The Nurse Faculty Shortage Reduction Act would create a grant program to help close this pay gap between clinical nursing and nurse faculty roles. Priority will be given to programs that serve vulnerable populations and recruit and retain faculty from underrepresented backgrounds.

“The U.S. is facing substantial nursing shortages across the country, jeopardizing patient care and putting a strain on our healthcare system. One major factor is the shortage of nursing faculty tasked with educating future nurses,” said Congressman Joyce, Co-Chair of the Congressional Nursing Caucus. “This bipartisan bill would provide critical funding for resources to address the lack of nurse educators. In doing so, we are investing in the backbone of our healthcare system – our nurses and the educators who shape them.”

“Nursing is a profession that saves and changes lives, but Oregon and too many states across the country don’t have enough nurses,” said Congresswoman Bonamici, Co-Chair of the Congressional Nursing Caucus. “There are many qualified people who want to enter this noble profession, but nursing schools don’t have enough faculty to teach them. I’m leading the bipartisan Nurse Faculty Shortage Reduction Act with my colleagues to close the pay gap between nurses who practice in a clinical setting and those who serve as faculty so more people can enter this essential field.”

“As a geriatric nurse practitioner who worked as a primary care provider throughout the COVID-19 pandemic, I’m very aware of the current healthcare worker shortage facing our industry,” said Congresswoman Kiggans, Vice Chair of the Congressional Nursing Caucus. “The first step to fixing this nationwide problem is ensuring our educational institutions have the resources and staff they need to educate the next generation of healthcare workers. Our nurse educators deserve adequate compensation for their contribution in solving this problem. I’m proud to join my Nursing Caucus colleagues in introducing this bill and getting us moving in the right direction toward solving America’s healthcare workforce shortage!”

“Nursing shortages across the country are affecting the quality of care that patients receive and jeopardizing public health. Nurses bring unique expertise and leadership to the communities they serve, and we must make the right investments to expand the training pipeline for these health care professionals,” said Congresswoman Underwood, Vice Chair of the Congressional Nursing Caucus. “I’m proud to co-lead this legislation to close the pay gap between nurse educators and clinical nurses and encourage nursing schools to invest in students. By investing in future generations of nurses, we can grow the nursing workforce, lower health care costs, and drive better health outcomes for Illinois families.”

This legislation is endorsed by the American Nurses Association and the American Association of Colleges of Nursing.

“Addressing the pay disparity between nursing school faculty and acute care nurses is necessary to train the next generation of nurses,” said President Jennifer Mensik Kennedy, PhD, MBA, RN, NEA-BC, FAAN. “It will encourage nurse leaders to pursue faculty positions and, in turn, help fill essential nursing positions. Sustaining a robust nursing workforce should be prioritized and the American Nurses Association applauds Representatives Bonamici and Joyce for agreeing to co-lead the bill and taking this step to reduce the pay gap between clinical and faculty positions.”

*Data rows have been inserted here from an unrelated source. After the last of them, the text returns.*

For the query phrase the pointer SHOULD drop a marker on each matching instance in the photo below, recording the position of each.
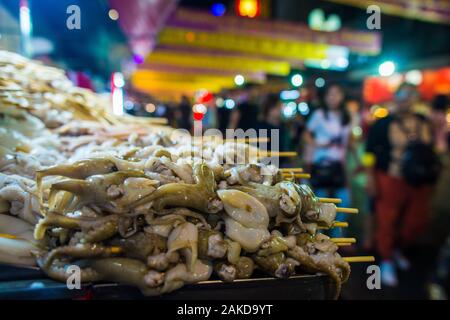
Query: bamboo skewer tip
(359, 259)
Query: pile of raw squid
(139, 205)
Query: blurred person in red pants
(402, 166)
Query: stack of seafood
(139, 205)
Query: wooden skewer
(291, 170)
(360, 259)
(330, 200)
(297, 175)
(336, 224)
(7, 236)
(344, 244)
(247, 140)
(116, 249)
(343, 240)
(278, 154)
(347, 210)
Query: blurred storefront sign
(361, 42)
(381, 89)
(141, 20)
(437, 11)
(199, 50)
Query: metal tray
(30, 283)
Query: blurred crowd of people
(389, 167)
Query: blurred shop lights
(138, 58)
(150, 107)
(303, 108)
(113, 14)
(379, 112)
(290, 109)
(26, 28)
(118, 80)
(414, 77)
(320, 82)
(199, 108)
(220, 102)
(229, 104)
(117, 84)
(239, 80)
(289, 94)
(128, 105)
(386, 69)
(248, 8)
(297, 80)
(218, 9)
(317, 21)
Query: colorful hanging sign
(437, 11)
(279, 48)
(361, 42)
(220, 61)
(381, 89)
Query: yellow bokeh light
(381, 112)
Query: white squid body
(180, 275)
(185, 238)
(16, 250)
(247, 219)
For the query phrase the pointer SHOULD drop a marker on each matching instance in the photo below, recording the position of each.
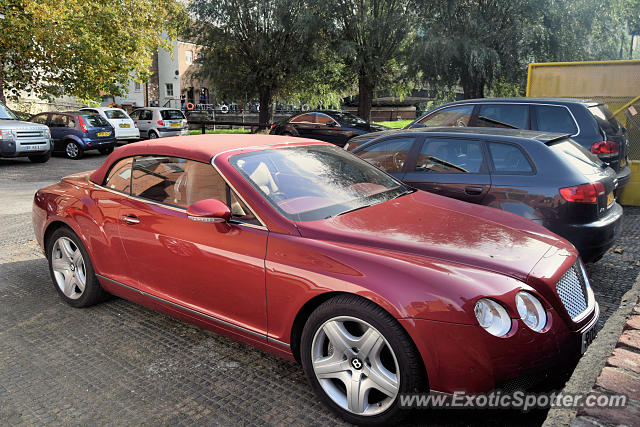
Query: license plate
(587, 337)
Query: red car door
(213, 269)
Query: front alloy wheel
(359, 360)
(355, 365)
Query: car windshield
(347, 118)
(6, 113)
(171, 115)
(316, 182)
(115, 114)
(94, 120)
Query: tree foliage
(255, 47)
(368, 37)
(80, 47)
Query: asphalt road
(119, 363)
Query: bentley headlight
(492, 317)
(531, 311)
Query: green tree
(369, 36)
(81, 47)
(257, 48)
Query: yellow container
(631, 193)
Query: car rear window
(95, 120)
(115, 114)
(577, 156)
(605, 119)
(171, 115)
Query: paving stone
(625, 359)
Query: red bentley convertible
(306, 251)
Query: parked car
(74, 132)
(376, 288)
(336, 127)
(590, 123)
(158, 122)
(124, 127)
(23, 139)
(545, 177)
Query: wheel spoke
(58, 264)
(383, 380)
(339, 337)
(357, 394)
(330, 367)
(369, 344)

“AACN has identified the shortage of faculty as a crucial barrier to meeting the nation’s nursing workforce needs. Without enough faculty to prepare new nurses, the ability of schools to graduate the number of nurses needed in our healthcare system will fall short,” said Dr. Cynthia McCurren, Chair of the AACN Board of Directors. “AACN applauds the cosponsors for advancing an effective strategy for meeting a critical national need.”

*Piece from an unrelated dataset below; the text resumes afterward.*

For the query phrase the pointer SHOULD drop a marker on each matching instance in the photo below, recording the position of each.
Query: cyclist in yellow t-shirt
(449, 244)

“Nurses are often discouraged from teaching since salaries in the clinical settings are typically higher,” said Dr. Deborah Trautman, AACN President and Chief Executive Officer. “We applaud Representatives Bonamici and Joyce for introducing this legislation, which will provide a new incentive for nurses to pursue careers in academia and help to ease the nursing shortage.”

The full text of the bill can be found here.

Companion legislation was introduced in the Senate by Senators Lisa Murkowski (R-AK) and Dick Durbin (D-IL).